Interrelationships between the level of VEGF-A expression in tissue samples of CRC patients and their respiratory parameters; rates of maximal ADP-activated respiration (V_m) and K_m values for ADP. (A) The relationship between the level of VEGF-A expression and V_m values for healthy (control) large intestine tissue samples. (B) Correlation between the level of VEGF-A and apparent K_m (ADP) value for nearby non-tumorous tissue fibers. On these figures each data point corresponds to the individual patient. Note: such interrelationships were not registered for colorectal cancer samples.

Fig. 8

Oxygraphic analysis of the functional coupling between adenylate kinase (AK) catalyzed processes and OXPHOS in permeabilized CRC, nearby and adjacent healthy intestine tissue samples. (A) Representative tracing of rates of O₂ consumption by CRC fibers; addition of 2 mM AMP in the presence of ATP led to activation of mitochondrial respiration due to formation of ADP in AK reactions. The involvement of AK(s) in stimulation of mitochondrial respiration was confirmed by subsequent addition of diadenosine pentaphosphate (AP5A)-an inhibitor of AK; as can be seen, the administration of AP5A resulted in a strong decrease in the rate of O₂ consumption by CRC samples. Similar experiments were performed with healthy colon and nearby tissue samples. Outer mitochondrial intactness was controlled by effect of exogenously-added cytochrome c (Cyt); usually, the stimulating effect of Cyt on mitochondrial respiration was <10%. CAT is carboxyatractyloside – a selective inhibitor of adenine nucleotide translocator. (B) Efficiency of the coupling was estimated by means of AK index.

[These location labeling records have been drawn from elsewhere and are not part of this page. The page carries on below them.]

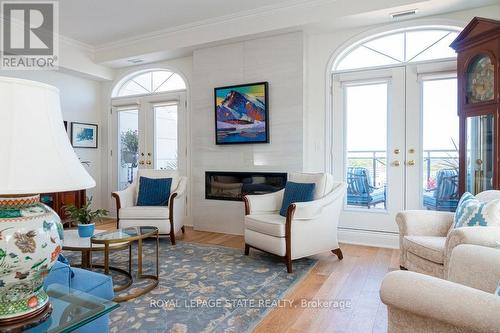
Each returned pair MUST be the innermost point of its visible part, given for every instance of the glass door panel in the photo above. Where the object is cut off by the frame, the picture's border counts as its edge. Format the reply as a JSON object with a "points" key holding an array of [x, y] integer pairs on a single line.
{"points": [[366, 108], [440, 135], [369, 147], [480, 154], [165, 137], [128, 146]]}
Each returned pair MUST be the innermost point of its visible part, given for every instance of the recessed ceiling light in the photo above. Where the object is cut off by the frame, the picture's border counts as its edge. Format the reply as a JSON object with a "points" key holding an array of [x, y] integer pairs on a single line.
{"points": [[135, 61], [397, 15]]}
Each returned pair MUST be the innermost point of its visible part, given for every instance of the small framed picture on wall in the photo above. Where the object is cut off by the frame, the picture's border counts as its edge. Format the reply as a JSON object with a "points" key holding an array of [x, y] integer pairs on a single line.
{"points": [[83, 135]]}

Bars are SEM, n=10; * p<0.05.

Fig. 9

Cutoff analysis of apparent K_m (ADP) for control-tumor (A), and control-nearby (B) permeabilized samples. V_m values cutoff analysis was also performed for these two datasets: (C) control-tumor and (D) control-nearby. For these calculations samples were taken from 46 patients.

Fig. 10

The dependence of the normalized values of respiration rates of CRC, nearby and unaffected colon tissue permeabilized samples: double reciprocal Lineweaver–Burk plots (n=9).